Şimdi Mardin İdari Mahkemesi’ne yeniden dava açacak, oradan da olumlu sonuç çıkmazsa AHİM’e gidecek olan Süryaniler’in yaşadıkları bu derin üzüntü Mor Gabriel Manastırı’nın Metropoliti Timotheos Samuel Aktaş’ı bile çileden çıkarmıştır. Düne kadar ısrarla ve inatla adalete güvenmek isteyen Samuel Aktaş, halk olarak yaşadıkları bunca acıdan sonra bu ülkede adalete ne kadar güvenebilir, bilmiyorum. Bu kadar hoşgörülü ve sabırlı bir halkın aslanı olan Samuel Aktaş hala bir umut ışığı arıyordu kendisiyle röportaj yaparken. Bu toprakları ne olursa olsun terk etmeyeceklerini, sonuna kadar hukuk mücadelesine devam edeceklerini anlatan yüreği ile bir Süryani aslanı gibiydi sayın metropolit.  Seyid Rıza’nın “Ben sizin yalanlarınıza baş edemedim ya, bu bana ders olsun; ben sizin önünüzde eğilmedim ya, bu da size ders olsun.”  sözleri sanki Süryani halkı için söylenmişti. Belki de bu yüzden devlete güvenmeye devam ederek “Ayıptır yaptıkları” demekten başkaca bir şey demiyordu sayın metropolit.
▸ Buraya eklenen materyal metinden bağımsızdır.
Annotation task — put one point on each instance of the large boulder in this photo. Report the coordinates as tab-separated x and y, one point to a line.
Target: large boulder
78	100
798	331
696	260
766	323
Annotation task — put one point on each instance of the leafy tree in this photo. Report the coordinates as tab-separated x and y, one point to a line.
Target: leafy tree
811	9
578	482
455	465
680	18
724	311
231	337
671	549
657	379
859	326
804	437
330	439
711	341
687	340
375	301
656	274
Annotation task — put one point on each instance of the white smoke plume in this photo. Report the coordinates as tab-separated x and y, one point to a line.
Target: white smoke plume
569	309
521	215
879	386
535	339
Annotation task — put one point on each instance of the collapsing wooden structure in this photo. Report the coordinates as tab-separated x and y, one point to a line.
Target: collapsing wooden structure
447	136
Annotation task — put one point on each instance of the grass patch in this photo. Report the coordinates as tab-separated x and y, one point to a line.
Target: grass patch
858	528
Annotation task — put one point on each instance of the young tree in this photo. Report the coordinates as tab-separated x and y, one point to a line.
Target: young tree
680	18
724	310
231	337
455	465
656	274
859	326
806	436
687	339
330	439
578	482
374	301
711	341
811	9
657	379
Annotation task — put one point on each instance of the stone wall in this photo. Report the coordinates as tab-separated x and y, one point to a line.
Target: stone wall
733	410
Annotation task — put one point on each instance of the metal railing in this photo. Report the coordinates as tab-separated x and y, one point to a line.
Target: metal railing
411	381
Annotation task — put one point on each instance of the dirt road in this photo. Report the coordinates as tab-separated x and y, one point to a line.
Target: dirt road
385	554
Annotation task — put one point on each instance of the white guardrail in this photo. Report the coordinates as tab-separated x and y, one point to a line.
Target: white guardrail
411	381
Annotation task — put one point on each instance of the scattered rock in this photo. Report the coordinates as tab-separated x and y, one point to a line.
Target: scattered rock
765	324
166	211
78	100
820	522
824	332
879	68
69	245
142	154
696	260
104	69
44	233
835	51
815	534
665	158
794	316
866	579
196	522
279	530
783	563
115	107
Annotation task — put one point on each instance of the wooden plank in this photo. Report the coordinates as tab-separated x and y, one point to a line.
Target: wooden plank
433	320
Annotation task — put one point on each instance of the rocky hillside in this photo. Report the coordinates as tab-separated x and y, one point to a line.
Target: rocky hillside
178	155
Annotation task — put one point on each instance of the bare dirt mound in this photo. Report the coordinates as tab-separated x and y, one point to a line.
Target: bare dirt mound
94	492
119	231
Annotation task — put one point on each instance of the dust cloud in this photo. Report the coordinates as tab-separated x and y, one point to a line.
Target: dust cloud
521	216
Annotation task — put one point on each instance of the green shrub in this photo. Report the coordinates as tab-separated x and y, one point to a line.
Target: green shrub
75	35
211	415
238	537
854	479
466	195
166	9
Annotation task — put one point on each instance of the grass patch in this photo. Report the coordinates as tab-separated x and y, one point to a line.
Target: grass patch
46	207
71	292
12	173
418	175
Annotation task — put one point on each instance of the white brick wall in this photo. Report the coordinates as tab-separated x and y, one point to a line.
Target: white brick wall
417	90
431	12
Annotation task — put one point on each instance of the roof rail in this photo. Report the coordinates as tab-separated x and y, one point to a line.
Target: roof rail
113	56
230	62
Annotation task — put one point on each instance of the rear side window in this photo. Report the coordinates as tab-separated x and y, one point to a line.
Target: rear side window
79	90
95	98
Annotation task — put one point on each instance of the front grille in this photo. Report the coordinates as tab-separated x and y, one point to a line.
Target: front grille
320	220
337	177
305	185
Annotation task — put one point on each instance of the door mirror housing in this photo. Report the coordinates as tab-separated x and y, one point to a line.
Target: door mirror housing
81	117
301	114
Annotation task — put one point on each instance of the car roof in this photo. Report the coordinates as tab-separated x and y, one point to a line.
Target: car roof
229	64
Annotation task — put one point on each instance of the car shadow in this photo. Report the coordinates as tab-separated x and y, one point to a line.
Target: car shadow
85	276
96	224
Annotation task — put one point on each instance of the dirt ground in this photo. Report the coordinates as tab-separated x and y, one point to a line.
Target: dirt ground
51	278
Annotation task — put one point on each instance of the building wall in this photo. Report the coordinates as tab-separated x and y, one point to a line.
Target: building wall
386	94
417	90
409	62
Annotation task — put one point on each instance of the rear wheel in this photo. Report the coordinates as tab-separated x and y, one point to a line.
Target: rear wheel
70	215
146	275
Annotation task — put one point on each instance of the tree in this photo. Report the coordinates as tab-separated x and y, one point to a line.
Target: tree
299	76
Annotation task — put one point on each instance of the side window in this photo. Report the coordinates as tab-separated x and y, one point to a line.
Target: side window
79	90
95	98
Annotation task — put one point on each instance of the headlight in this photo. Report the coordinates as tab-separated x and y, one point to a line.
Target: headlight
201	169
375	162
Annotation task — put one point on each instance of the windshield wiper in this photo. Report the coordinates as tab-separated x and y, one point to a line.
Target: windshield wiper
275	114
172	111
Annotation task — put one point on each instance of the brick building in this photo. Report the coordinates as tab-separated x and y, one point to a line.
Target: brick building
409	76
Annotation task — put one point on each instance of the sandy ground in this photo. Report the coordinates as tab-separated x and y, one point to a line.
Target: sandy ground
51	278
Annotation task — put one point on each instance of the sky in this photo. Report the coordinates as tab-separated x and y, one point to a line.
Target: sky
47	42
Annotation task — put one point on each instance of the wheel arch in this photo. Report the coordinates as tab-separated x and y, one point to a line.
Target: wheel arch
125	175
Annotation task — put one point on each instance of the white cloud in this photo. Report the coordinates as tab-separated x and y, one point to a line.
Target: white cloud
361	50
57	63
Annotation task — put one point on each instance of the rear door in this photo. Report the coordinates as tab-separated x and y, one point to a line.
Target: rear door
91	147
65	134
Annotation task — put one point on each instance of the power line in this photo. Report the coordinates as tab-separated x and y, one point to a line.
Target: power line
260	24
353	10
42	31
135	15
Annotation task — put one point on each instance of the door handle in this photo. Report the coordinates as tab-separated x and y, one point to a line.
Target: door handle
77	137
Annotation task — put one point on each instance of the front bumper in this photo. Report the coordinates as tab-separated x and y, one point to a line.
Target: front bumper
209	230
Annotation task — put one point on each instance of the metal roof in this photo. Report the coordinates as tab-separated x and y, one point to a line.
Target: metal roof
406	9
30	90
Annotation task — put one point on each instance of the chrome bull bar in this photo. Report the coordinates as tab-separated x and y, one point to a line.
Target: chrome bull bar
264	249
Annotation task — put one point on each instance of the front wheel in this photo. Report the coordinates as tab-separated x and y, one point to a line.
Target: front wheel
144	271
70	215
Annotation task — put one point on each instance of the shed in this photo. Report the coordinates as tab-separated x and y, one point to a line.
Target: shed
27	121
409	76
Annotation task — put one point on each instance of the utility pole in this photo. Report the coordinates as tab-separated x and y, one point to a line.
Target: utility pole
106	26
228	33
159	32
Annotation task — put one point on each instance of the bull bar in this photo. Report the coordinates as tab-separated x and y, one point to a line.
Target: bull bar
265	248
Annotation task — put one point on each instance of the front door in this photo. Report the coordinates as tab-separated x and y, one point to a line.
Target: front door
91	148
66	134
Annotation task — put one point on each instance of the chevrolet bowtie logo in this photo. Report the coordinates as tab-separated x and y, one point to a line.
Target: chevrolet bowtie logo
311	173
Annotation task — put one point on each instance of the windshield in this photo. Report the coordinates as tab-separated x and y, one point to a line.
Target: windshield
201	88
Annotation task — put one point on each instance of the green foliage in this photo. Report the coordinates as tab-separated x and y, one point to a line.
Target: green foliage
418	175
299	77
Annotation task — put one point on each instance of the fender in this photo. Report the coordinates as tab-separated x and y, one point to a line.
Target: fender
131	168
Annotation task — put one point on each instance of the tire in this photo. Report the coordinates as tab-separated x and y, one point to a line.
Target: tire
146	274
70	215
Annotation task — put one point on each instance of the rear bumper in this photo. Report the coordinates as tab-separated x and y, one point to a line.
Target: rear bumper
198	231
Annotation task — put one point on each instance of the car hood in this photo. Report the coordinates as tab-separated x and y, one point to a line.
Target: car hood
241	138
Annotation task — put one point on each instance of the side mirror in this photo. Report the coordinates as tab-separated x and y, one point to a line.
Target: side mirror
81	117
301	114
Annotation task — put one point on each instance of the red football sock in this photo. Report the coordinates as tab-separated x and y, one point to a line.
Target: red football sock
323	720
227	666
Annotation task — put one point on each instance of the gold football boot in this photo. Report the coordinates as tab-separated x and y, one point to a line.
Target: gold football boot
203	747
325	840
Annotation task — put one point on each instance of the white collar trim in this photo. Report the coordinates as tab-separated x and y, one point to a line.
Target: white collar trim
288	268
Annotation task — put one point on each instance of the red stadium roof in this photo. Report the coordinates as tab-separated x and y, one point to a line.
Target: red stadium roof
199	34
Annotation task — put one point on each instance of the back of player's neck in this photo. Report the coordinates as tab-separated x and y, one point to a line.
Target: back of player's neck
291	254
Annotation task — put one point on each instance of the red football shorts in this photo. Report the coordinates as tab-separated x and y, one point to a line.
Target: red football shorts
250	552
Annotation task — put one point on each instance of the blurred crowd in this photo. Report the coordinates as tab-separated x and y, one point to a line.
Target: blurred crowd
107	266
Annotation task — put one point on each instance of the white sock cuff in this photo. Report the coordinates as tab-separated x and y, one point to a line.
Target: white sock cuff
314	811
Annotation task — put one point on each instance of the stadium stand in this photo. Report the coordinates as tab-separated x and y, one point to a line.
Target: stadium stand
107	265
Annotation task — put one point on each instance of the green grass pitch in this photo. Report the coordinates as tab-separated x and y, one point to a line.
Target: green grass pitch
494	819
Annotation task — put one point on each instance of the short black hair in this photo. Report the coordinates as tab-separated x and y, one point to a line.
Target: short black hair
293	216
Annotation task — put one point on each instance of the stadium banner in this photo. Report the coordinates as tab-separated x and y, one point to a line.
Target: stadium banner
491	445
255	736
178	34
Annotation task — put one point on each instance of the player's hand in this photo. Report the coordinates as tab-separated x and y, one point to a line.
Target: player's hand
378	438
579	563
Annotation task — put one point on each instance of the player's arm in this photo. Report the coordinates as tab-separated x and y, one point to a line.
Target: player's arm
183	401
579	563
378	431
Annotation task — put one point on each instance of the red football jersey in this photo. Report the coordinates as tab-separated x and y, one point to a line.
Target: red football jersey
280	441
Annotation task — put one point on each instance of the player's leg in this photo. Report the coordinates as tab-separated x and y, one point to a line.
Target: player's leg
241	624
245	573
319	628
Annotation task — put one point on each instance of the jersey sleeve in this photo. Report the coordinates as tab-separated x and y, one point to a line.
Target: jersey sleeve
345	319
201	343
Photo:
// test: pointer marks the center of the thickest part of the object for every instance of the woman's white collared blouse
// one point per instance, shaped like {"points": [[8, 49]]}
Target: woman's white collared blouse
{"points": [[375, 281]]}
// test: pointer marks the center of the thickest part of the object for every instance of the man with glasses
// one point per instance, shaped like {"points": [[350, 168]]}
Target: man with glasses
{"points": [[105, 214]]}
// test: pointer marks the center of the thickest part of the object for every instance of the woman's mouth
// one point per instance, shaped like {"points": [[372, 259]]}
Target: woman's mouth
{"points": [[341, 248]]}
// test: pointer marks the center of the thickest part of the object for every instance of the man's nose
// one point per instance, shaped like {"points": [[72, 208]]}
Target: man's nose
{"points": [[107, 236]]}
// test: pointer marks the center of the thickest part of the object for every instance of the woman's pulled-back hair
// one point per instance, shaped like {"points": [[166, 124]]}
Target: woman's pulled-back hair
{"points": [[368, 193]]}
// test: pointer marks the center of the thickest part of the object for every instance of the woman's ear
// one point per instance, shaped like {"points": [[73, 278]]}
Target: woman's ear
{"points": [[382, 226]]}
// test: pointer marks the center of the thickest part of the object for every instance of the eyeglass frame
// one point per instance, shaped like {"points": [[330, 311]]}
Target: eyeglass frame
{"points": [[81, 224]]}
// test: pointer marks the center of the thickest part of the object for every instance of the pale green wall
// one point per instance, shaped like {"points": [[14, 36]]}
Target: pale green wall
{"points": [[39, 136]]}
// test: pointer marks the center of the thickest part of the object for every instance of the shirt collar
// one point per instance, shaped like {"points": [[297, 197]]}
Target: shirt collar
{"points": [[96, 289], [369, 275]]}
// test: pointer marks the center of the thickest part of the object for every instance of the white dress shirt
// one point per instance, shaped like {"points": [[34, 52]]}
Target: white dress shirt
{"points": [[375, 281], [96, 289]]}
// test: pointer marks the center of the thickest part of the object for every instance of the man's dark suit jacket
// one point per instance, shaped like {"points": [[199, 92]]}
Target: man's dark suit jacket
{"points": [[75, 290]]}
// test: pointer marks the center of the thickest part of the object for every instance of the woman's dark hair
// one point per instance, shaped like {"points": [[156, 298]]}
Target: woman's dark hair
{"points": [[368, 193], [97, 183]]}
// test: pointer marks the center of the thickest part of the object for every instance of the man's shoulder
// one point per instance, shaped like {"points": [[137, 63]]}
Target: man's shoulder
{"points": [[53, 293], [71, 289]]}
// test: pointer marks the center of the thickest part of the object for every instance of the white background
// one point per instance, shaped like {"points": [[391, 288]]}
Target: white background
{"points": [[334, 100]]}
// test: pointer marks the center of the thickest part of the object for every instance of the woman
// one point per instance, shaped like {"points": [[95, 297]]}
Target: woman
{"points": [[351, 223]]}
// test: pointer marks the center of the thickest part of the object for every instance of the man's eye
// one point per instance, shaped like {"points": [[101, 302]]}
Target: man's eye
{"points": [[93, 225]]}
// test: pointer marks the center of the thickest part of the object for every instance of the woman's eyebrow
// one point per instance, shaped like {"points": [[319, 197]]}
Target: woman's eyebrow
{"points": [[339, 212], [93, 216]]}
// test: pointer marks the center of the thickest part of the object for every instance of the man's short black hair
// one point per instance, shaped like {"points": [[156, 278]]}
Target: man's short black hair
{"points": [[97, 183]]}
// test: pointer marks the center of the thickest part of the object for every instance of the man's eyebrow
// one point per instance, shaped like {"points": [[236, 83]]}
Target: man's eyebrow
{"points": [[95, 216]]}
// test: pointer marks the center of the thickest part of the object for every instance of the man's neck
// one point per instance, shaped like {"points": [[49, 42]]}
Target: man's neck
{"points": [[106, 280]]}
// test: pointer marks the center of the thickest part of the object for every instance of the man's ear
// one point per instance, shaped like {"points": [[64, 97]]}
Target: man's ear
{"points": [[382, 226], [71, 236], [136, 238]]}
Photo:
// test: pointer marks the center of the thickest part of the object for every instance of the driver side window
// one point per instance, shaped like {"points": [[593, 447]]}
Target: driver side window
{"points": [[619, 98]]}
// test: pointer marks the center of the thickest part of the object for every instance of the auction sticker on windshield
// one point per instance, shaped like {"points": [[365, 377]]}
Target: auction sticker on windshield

Boyalı basında, hükümet yanlısı medyada sürekli “Süryaniler köylerine dönüyor, bölge ekonomisi canlanacak ve çağdaşlık gelecek” diyen hükümet yetkililerin sözleri geliyordu aklıma. Kundaktaki bebek bile gülüyor artık bu sözlere. Manastır toprakları ellerinden alınmak istenen bir bölgede Süryani halkı devletle nasıl buluşacak, “diaspora”da yaşayanlar nasıl köylerine geri dönecek, bilmiyorum. Cevabını veremediğim binlerce soru uçuşuyor beynimde. Bu ülkede anayasal bir güvenceyle Süryanilere can, mal, ekonomik ve sosyal güvence verilmediği sürece devletin bu çağrısının hiçbir anlamı olmayacaktır.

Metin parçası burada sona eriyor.